Proposals
Premises for a New Economy Premises for a New Economy
Details of the Proposal
Context

 

This Perspective was written by Stephen A. Marglin of Harvard University. It draws from the consensus statement of a 2010 workshop, “The challenge of sustainability: towards Rio+20”, organized by the United Nations Division for Sustainable Development, which was endorsed by the following attendees (in alphabetical order): Frank Ackerman, Lois Barber, Peter Brown, Robert Costanza, Paul Ekins, Marina Fischer-Kowalski, Maja Göpel, Tim Jackson, Ashok Khosla, Nebosja Nakicenovic, Paul Raskin, William Rees, Wolfgang Sachs, Juliet Schor, Gus Speth, Peter Victor, and Ernst von Weiszäcker, many of whom contributed to the text.

 

THERE IS CONSIDERABLE UNCERTAINTY ABOUT HOW TIGHTLY ECOLOGY CONSTRAINS PLANETARY GROWTH.

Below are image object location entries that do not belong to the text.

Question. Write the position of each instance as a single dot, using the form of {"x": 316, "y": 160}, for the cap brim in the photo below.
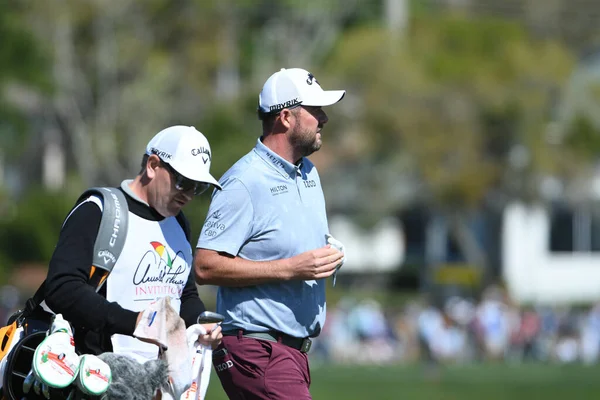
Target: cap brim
{"x": 197, "y": 175}
{"x": 325, "y": 98}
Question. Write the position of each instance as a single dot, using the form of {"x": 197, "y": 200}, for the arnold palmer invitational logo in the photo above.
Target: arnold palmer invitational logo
{"x": 160, "y": 273}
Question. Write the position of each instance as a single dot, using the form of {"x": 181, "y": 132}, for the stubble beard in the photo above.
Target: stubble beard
{"x": 305, "y": 141}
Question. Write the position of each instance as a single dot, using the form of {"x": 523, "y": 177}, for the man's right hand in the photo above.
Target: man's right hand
{"x": 316, "y": 264}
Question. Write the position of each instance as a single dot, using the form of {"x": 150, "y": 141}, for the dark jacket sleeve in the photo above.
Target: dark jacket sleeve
{"x": 66, "y": 289}
{"x": 191, "y": 305}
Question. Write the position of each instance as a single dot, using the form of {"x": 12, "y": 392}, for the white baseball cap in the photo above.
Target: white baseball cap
{"x": 186, "y": 150}
{"x": 294, "y": 86}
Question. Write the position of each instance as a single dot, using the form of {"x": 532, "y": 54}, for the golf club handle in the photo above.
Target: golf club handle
{"x": 209, "y": 317}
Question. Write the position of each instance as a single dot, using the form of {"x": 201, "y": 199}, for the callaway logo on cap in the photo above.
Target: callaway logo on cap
{"x": 291, "y": 87}
{"x": 186, "y": 150}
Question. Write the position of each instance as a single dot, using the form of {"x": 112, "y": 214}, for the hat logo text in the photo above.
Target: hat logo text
{"x": 162, "y": 154}
{"x": 281, "y": 106}
{"x": 202, "y": 150}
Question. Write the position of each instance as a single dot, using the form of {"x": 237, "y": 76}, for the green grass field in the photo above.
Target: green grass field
{"x": 473, "y": 382}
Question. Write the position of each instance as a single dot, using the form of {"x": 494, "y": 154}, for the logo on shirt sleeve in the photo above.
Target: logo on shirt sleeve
{"x": 279, "y": 189}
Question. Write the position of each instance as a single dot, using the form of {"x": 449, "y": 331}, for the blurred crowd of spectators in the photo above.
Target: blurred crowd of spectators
{"x": 461, "y": 330}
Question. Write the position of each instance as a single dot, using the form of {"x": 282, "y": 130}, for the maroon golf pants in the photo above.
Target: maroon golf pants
{"x": 252, "y": 369}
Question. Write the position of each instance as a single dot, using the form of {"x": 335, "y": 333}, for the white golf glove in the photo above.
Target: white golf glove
{"x": 336, "y": 244}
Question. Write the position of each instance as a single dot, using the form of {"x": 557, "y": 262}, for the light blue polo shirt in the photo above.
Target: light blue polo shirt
{"x": 269, "y": 209}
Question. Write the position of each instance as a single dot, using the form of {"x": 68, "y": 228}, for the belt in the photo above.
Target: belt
{"x": 302, "y": 344}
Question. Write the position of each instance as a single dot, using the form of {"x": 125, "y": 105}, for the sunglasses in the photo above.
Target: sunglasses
{"x": 184, "y": 184}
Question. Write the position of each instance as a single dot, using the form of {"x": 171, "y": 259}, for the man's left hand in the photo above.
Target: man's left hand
{"x": 213, "y": 336}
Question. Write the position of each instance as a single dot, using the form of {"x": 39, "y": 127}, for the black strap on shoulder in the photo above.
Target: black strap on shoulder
{"x": 109, "y": 241}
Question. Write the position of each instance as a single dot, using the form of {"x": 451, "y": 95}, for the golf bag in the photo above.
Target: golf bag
{"x": 27, "y": 328}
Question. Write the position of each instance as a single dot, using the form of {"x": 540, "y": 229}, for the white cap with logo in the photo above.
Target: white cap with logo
{"x": 186, "y": 150}
{"x": 294, "y": 86}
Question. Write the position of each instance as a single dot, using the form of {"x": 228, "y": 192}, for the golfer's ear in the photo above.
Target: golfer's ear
{"x": 286, "y": 118}
{"x": 152, "y": 165}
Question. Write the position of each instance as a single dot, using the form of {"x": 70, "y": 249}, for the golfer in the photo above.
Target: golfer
{"x": 264, "y": 244}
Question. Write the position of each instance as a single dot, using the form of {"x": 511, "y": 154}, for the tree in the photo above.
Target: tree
{"x": 448, "y": 105}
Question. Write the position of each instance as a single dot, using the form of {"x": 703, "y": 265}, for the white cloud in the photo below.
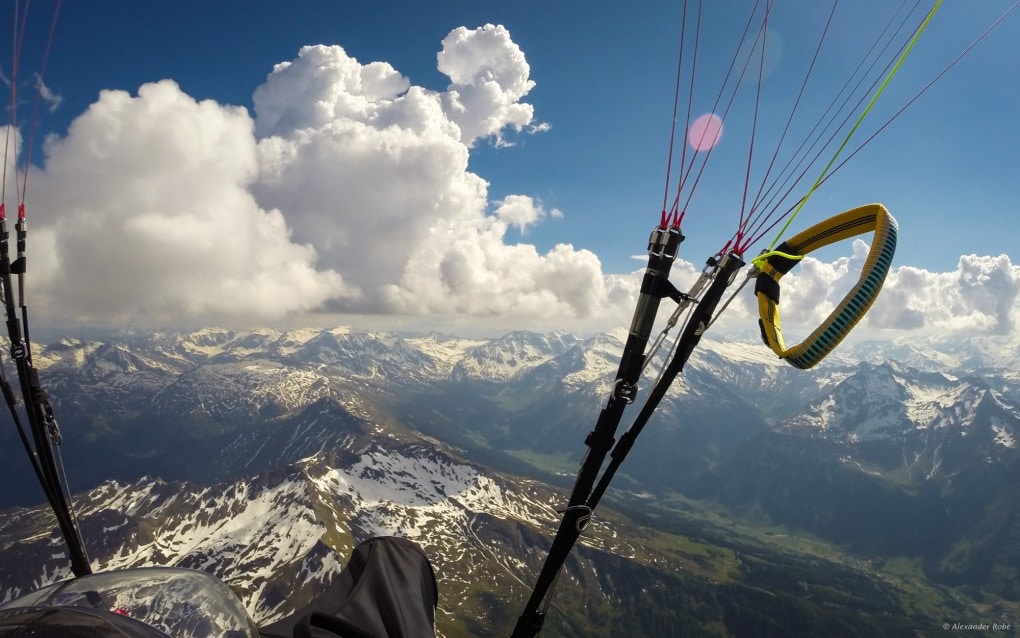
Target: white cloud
{"x": 350, "y": 192}
{"x": 148, "y": 219}
{"x": 489, "y": 78}
{"x": 980, "y": 296}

Given this uncertainty, prudence dictates a conservative approach that takes limits to growth seriously. In an ecologically constrained world, both the global North and the global South need to consider new obligations and limits. A basic commitment to social justice requires that the claims of the poor, chiefly residing in the South, take precedence over the claims of the rich, chiefly residing in the North. The North may have to accept an actual reduction in conventional measures of standard of living to create ecological space for Southern growth. At any rate, the scope for further growth to contribute to well-being in affluent regions is quite limited, so the costs to the North of reducing growth may be modest—especially if a new economy is organized to provide the economic basis of a good life based on precepts other than more, more, and still more.

 

While recognizing a priority for the poor imposes obligations on the North, this recognition cannot be a license for the South to replicate the wasteful disregard for ecosystem boundaries that has characterized growth in the North. Nor ought the South to countenance the wanton disregard for the claims of the disadvantaged that has allowed large islands of Northern poverty to continue to exist in oceans of Northern wealth.

 

1. The intertwined problems of development, equity, and ecology require a new economy. In 1992, officials from 172 nations met at the Earth Summit in Rio de Janeiro and made a set of commitments to address global equity and development within the ecological limits of the planet. In 2012, “Rio + 20” will re-assemble these nations. Its agenda must begin from a recognition that none of the commitments has been fulfilled. Indeed, since 1992 this nexus of problems has worsened.

 

2. We are living in a danger zone. Since the dawn of industrialization, economic growth has been associated with ever greater use of non-renewable materials and energy, as well as the degradation of renewable resources beyond their regenerative capacities. This has eroded the ecosystems upon which the economy depends and will ultimately lead to destructive transformation or even collapse.A century ago, the day of reckoning appeared so far away that we could ignore the ecological constraints on growth. We seemed to be living in an empty world, operating comfortably within the safe zone of the ecosphere. No longer. In 2009, a distinguished group of scientists confirmed the cumulative message of environmental science: humanity is already operating beyond the safe spacedefined by these boundaries.1 A case in point is the inability of the atmosphere to neutralize the detritus of economic activity, particularly, CO2 and other greenhouse gases—“global climate change,” for short.

 

By historical standards, the path from an empty to a full world has been remarkably swift; most of the expansion took place in the last century. If the world economy continues to grow at the rate of the last 30 years, output would expand 16-fold by century’s end. To maintain the same rate of per capita growth as was achieved over the last 30 years would be less demanding since world population is expected to stabilize over the next 50 years, but this more modest trajectory would still imply a 6-fold expansion over the rest of this century. Using current technologies, either of these scenarios would require the equivalent of the atmospheres of several additional Earths to absorb the pollutants generated by growth.

 

3. We must recognize that a dramatically different way of how we live, work, and understand the world—as distinct from an energy techno-fix—may be required. A necessary condition for avoiding potentially catastrophic consequences of climate change is to “decarbonize” the economy, that is, to reduce energy use, neutralize car- bon emissions from fossil fuels, and shift to renewable sources of clean energy. Technological optimists believe that decarbonization will allow us to transcend limits to growth. If GDP growth could be decoupled from increased energy use and energy use decoupled from CO2 emissions, we could hope to achieve safe emissions targets even with 20th century rates of economic growth. However, up to now the results of decoupling have been meager at best. Carbon dioxide emissions from fossil fuel consumption increased by 40 percent over the last two decades. Whatever the theoretical possibilities, the practical reality today is that decarbonization on the requisite scale would require global rates of improvement in energy systems several times faster than any historical experience.